The scene begins as Emily is eating a piece of her Black Cake:

"Mmmm. Lovely."

"No, no -- it's easy to make. The recipe? Of course. It's really very simple. Now, I'll go slowly."

(She places the cake on the tea cart.)

"Black Cake: two pounds of flour, two pounds of sugar, two pounds of butter, nineteen eggs, five pounds of raisins, one and a half pounds of currants, one and a half pounds of citron, one half pint of brandy -- I never use Father's best -- one half pint of molasses, two nutmegs, five teaspoons of cloves, mace, and cinnamon, and -- oh, yes, two teaspoons of soda, and one and a half teaspoons of salt."

(Emily has removed her apron.)

"Just beat the butter and sugar together, add the nineteen eggs, one at a time -- now this is very important -- without beating.

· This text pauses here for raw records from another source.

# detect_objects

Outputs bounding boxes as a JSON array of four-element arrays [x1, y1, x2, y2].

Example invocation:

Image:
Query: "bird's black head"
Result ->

Then, beat the mixture again, adding the brandy alternately with the flour, soda, spices, and salt that you've sifted together. Then the molasses. Now, take your five pounds of raisins, and three pounds of currants and citron, and gently sprinkle in all eight pounds -- slowly now -- as you stir. Bake for three hours if you use cake pans. If you use a milk pan, as I do, you'd better leave it in the oven six or seven hours."

"Everybody loves it. I hope you will too. Thank you."

(She hangs her apron on the back of the chair. Then she sits down and pours tea.)

"Sometimes I bake one for a neighbor and I enclose a short note that is usually so obscure . . .

(Gleefully)

". . . no one can understand it! I hear my little notes are becoming collectors' items in the village. People compare them to see who has the strangest one."

Meanwhile, I'm trying to absorb the full implications of this massive recipe. I think that perhaps some things are better left to the stage and to the printed page -- and kept out of my kitchen.